Complement factor B (CFB) was identified as one of the robustly upregulated proteins, and found to exhibit elevated expression in PDAC cells compared to PanIN cells. Endogenous CFB knockdown by a specific siRNA dramatically decreased the proliferation of PDAC cells, PANC-1 and MIA PaCa-II. CFB knockdown induced increases in the number of senescence-associated-β-galactosidase (SA-β-gal) positive cells exhibiting p21 expression upregulation, which promotes cellular senescence with cyclinD1 accumulation.

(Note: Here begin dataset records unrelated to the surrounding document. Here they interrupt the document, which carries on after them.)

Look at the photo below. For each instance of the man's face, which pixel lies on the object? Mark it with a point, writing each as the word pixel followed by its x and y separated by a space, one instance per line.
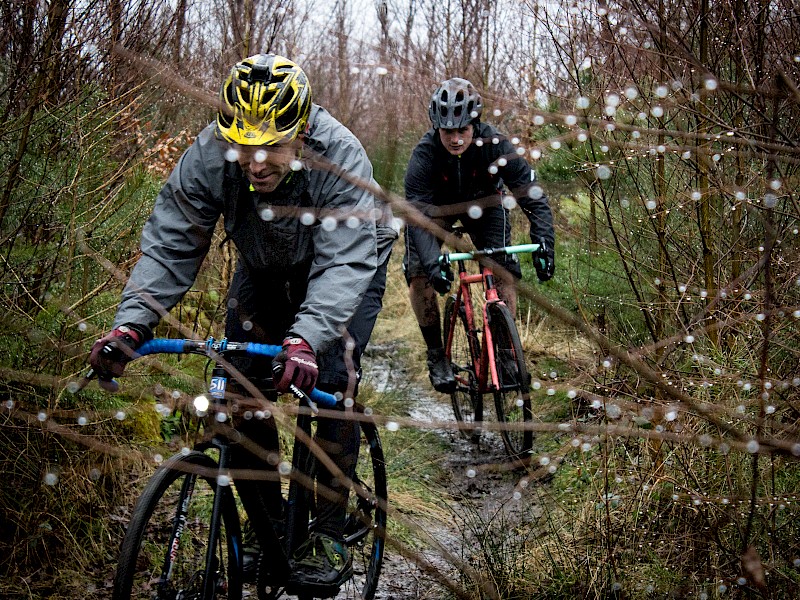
pixel 456 141
pixel 266 166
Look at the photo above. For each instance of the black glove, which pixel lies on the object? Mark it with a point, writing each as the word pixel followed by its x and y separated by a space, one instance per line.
pixel 295 364
pixel 544 260
pixel 113 351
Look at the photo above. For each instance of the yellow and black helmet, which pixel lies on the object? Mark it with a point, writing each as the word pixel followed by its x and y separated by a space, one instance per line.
pixel 265 100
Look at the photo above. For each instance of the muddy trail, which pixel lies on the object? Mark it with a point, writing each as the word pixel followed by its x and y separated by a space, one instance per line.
pixel 478 494
pixel 471 494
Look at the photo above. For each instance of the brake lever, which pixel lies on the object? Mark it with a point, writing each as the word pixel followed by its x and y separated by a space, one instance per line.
pixel 301 395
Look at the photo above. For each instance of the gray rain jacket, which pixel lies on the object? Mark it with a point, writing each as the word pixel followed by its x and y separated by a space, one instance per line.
pixel 342 260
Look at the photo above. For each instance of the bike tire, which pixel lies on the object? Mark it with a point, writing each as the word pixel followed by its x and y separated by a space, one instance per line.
pixel 149 539
pixel 512 397
pixel 365 524
pixel 463 350
pixel 365 528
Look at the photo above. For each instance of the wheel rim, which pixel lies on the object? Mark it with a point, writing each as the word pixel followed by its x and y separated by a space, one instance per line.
pixel 467 403
pixel 512 398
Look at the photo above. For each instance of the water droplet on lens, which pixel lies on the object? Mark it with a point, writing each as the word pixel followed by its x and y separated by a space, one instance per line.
pixel 329 223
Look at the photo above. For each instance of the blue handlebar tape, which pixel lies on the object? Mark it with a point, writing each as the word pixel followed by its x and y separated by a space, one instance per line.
pixel 173 346
pixel 162 346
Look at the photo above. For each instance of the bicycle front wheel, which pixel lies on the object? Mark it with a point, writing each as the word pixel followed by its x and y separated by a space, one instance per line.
pixel 512 394
pixel 467 402
pixel 166 547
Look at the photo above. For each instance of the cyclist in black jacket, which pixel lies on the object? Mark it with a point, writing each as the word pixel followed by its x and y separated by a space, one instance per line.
pixel 457 172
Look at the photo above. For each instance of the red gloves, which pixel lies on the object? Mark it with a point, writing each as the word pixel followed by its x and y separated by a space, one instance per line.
pixel 295 364
pixel 112 352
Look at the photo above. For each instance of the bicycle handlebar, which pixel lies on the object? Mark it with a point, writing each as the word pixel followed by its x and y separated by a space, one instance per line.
pixel 447 258
pixel 211 346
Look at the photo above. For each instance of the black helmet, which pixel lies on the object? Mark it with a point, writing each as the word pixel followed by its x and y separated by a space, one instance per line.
pixel 455 104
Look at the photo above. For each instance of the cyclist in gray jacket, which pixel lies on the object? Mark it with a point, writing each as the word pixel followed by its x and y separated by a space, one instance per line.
pixel 289 181
pixel 457 172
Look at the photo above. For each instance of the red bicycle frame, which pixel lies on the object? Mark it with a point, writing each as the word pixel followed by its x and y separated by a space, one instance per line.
pixel 485 365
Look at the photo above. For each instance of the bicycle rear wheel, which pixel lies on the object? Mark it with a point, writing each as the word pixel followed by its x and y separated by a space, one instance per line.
pixel 365 524
pixel 512 396
pixel 166 546
pixel 467 401
pixel 365 528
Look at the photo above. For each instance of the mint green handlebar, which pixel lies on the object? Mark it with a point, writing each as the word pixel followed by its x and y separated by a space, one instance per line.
pixel 520 249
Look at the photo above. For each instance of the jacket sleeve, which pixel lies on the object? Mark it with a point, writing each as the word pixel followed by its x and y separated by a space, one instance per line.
pixel 345 251
pixel 521 180
pixel 419 193
pixel 177 235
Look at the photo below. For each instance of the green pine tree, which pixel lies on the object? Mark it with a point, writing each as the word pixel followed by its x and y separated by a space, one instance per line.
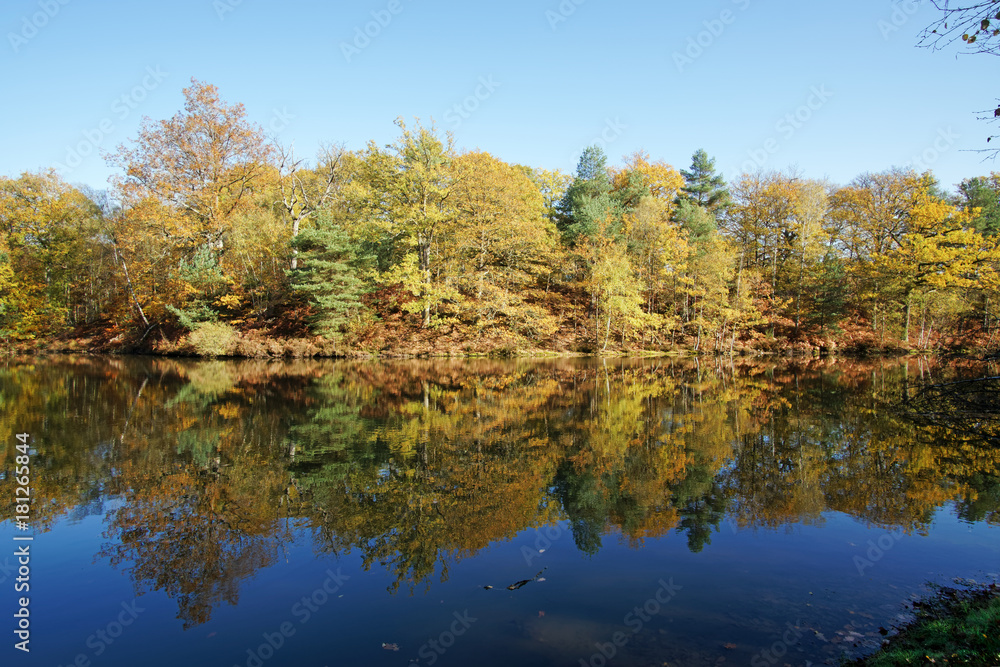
pixel 330 273
pixel 588 199
pixel 702 185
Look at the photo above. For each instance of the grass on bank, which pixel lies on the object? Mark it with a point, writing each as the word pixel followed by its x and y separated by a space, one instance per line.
pixel 952 627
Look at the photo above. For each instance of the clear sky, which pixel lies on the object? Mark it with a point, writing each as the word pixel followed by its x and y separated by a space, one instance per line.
pixel 831 89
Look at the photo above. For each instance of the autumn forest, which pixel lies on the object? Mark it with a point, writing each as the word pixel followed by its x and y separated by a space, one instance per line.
pixel 215 240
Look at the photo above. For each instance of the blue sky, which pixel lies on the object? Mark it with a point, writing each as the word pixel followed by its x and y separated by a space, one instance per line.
pixel 832 90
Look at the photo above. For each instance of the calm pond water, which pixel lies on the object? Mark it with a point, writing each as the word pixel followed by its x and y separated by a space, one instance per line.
pixel 569 512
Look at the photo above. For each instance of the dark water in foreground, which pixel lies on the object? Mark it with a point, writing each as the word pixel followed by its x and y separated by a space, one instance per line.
pixel 627 512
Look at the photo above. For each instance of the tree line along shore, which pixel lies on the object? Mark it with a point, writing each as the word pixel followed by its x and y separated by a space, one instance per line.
pixel 214 240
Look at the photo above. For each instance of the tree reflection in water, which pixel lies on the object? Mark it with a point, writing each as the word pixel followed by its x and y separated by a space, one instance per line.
pixel 215 467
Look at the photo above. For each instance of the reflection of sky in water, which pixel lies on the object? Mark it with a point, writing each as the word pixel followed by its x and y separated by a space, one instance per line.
pixel 810 581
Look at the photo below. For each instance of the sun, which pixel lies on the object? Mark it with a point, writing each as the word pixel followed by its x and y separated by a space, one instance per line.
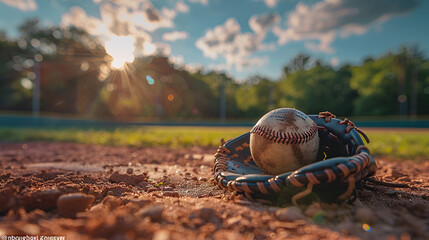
pixel 121 49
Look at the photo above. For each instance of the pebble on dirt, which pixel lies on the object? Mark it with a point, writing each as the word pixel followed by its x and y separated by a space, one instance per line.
pixel 70 204
pixel 289 214
pixel 154 212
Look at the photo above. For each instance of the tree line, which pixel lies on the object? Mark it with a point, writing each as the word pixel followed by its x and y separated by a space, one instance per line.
pixel 72 69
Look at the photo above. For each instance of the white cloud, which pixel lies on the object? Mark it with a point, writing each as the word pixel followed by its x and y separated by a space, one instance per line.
pixel 334 61
pixel 182 7
pixel 174 36
pixel 23 5
pixel 204 2
pixel 260 24
pixel 323 21
pixel 235 47
pixel 127 18
pixel 271 3
pixel 177 60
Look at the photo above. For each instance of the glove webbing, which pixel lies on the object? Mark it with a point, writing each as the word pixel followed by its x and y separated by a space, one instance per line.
pixel 347 169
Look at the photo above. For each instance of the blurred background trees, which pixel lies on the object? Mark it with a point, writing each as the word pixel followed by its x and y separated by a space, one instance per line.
pixel 75 77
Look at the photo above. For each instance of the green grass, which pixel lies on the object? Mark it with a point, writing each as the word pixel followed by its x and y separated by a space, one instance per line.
pixel 413 145
pixel 131 136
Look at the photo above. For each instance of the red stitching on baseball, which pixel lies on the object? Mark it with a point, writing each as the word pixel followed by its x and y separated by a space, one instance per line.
pixel 285 138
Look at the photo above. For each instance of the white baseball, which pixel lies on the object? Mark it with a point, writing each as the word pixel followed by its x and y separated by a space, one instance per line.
pixel 284 140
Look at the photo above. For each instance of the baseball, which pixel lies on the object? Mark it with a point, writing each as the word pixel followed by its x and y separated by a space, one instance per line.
pixel 284 140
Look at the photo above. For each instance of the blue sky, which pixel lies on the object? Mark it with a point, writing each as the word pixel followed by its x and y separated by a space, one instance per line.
pixel 240 37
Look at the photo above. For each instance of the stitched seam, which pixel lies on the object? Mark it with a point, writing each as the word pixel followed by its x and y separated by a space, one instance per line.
pixel 285 138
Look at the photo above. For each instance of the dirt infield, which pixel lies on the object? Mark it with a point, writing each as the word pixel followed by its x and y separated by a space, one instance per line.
pixel 100 192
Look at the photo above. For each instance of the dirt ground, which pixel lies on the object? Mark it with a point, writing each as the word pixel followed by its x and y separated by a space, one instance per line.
pixel 101 192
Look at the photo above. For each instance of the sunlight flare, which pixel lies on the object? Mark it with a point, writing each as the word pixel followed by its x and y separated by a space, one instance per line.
pixel 121 49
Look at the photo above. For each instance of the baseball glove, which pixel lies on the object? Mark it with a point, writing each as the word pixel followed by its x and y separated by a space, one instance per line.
pixel 343 162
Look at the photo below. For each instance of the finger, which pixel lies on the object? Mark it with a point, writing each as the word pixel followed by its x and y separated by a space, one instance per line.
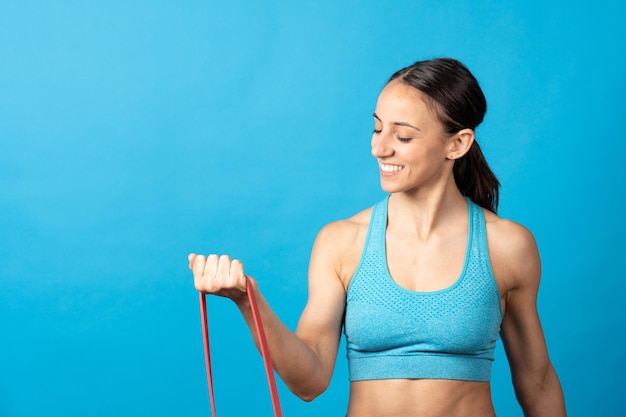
pixel 210 269
pixel 223 270
pixel 236 273
pixel 198 269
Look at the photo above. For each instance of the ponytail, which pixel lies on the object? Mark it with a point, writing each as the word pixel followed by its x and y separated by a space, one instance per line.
pixel 476 180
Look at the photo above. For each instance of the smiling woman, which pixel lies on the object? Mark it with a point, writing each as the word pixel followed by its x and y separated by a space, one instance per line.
pixel 424 282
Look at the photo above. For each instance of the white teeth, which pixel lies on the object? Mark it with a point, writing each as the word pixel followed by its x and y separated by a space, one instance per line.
pixel 390 168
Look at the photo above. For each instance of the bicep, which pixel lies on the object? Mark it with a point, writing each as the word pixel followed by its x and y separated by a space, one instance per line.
pixel 320 323
pixel 521 330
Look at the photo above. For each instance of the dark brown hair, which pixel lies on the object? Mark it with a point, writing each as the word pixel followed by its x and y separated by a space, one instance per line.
pixel 460 104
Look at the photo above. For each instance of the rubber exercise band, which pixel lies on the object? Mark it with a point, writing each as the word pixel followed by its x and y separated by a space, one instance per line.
pixel 269 370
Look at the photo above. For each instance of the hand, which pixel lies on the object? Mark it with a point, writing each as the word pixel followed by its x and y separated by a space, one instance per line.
pixel 218 275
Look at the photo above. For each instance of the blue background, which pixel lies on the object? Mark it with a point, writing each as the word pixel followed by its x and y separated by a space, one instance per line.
pixel 132 133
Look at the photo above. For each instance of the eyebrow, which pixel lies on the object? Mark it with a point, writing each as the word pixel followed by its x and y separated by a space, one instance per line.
pixel 398 123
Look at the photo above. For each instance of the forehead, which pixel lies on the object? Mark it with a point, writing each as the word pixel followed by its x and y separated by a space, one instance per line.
pixel 398 101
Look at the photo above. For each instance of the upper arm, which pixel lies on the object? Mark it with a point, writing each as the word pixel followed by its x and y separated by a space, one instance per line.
pixel 321 321
pixel 522 335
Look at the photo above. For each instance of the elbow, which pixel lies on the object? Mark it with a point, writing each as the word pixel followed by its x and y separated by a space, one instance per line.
pixel 310 391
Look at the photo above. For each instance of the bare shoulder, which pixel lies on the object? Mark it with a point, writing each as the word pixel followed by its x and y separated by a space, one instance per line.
pixel 340 244
pixel 513 253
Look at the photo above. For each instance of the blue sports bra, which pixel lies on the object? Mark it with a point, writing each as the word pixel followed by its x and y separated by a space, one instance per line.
pixel 395 333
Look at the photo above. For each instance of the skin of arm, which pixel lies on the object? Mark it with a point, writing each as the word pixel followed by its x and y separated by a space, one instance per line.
pixel 304 359
pixel 536 384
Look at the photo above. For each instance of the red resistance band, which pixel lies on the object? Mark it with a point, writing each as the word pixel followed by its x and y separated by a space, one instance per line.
pixel 264 350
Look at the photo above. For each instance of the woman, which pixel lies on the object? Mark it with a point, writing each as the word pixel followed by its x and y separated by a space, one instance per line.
pixel 424 281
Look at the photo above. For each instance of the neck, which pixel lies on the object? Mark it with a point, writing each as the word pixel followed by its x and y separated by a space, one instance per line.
pixel 426 214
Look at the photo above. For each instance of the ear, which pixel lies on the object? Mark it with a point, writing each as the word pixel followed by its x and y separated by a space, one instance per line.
pixel 460 144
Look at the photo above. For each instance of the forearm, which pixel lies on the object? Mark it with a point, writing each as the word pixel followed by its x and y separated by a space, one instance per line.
pixel 543 398
pixel 297 363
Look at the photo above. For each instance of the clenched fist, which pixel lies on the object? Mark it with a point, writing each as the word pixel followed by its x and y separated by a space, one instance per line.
pixel 218 275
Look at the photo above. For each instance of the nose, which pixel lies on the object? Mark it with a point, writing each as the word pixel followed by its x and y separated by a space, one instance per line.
pixel 380 146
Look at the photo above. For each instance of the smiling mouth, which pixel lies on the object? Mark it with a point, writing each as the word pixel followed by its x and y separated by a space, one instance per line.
pixel 390 168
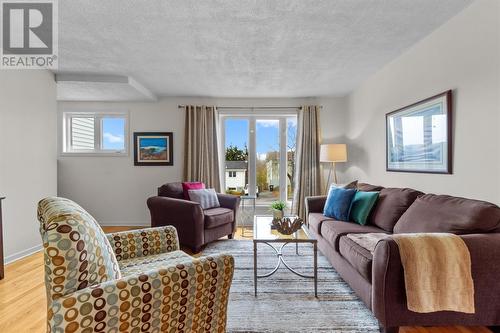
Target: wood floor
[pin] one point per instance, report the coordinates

Furthermore, CFB knockdown facilitated downregulation of proliferating cell nuclear antigen and led to cell cycle arrest in the G1 phase in PDAC cells. Using immunohistochemistry, we found that high stromal CFB expression was associated with unfavorable clinical outcomes with hematogenous dissemination after surgery in human PDAC patients. Despite the presence of enriched CD8⁺ tumor infiltrating lymphocytes in the PDAC tumor microenvironments, patients with a high stromal CFB expression exhibited a significantly poorer prognosis compared to those with a low stromal CFB expression. Immunofluorescence staining revealed a correlation between stromal CFB expression in the tumor microenvironment and an enrichment of immunosuppressive regulatory T-cells (Tregs), myeloid-derived suppressor cells (MDSCs) and tumor-associated macrophages (TAMs). We also found that high stromal CFB expression showed a positive correlation with high CD8⁺/Foxp3⁺ Tregs populations in PDAC tissues.

Conclusions

Our data indicate that CFB, a key secreted protein, promotes proliferation by preventing cellular senescence and is associated with immunological tumor promotion in PDAC. These findings suggest that CFB may be a potential target for the treatment of PDAC.

中文翻译：

补体因子 B 调节细胞衰老并与胰腺癌不良预后相关

背景

癌细胞和基质成分（包括癌细胞释放的可溶性介质）之间的相互作用，有助于胰腺导管腺癌（PDAC）的进展。在这里，我们着手鉴定参与 PDAC 进展的关键分泌蛋白。

方法

我们使用细胞培养中氨基酸稳定同位素标记 (SILAC)、点击化学和液相色谱-质谱 (LC-MS/MS) 对小鼠胰腺上皮内瘤变 (PanIN) 和 PDAC 细胞的培养基进行分泌组分析。获得的结果在原代 PDAC 组织样本和细胞系模型中得到了验证。

结果

补体因子 B (CFB) 被确定为强烈上调的蛋白质之一，并且发现与 PanIN 细胞相比，PDAC 细胞中的表达升高。通过特定 siRNA 敲低内源性 CFB，可显着降低 PDAC 细胞、PANC-1 和 MIA PaCa-II 的增殖。 CFB敲低诱导衰老相关β-半乳糖苷酶（SA-β-gal）阳性细胞数量增加，表现出p21表达上调，从而通过cyclinD1积累促进细胞衰老。此外，CFB 敲低促进了增殖细胞核抗原的下调，并导致 PDAC 细胞的细胞周期停滞在 G1 期。使用免疫组织化学，我们发现高基质 CFB 表达与人类 PDAC 患者术后血行播散的不良临床结果相关。尽管 PDAC 肿瘤微环境中存在富集的 CD8 ⁺肿瘤浸润淋巴细胞，但与基质 CFB 低表达的患者相比，基质 CFB 高表达的患者预后明显较差。免疫荧光染色揭示了肿瘤微环境中基质 CFB 表达与免疫抑制调节 T 细胞 (Treg)、骨髓源性抑制细胞 (MDSC) 和肿瘤相关巨噬细胞 (TAM) 富集之间的相关性。我们还发现，高基质 CFB 表达与 PDAC 组织中高 CD8 ⁺ /Foxp3 ⁺ Tregs 群体呈正相关。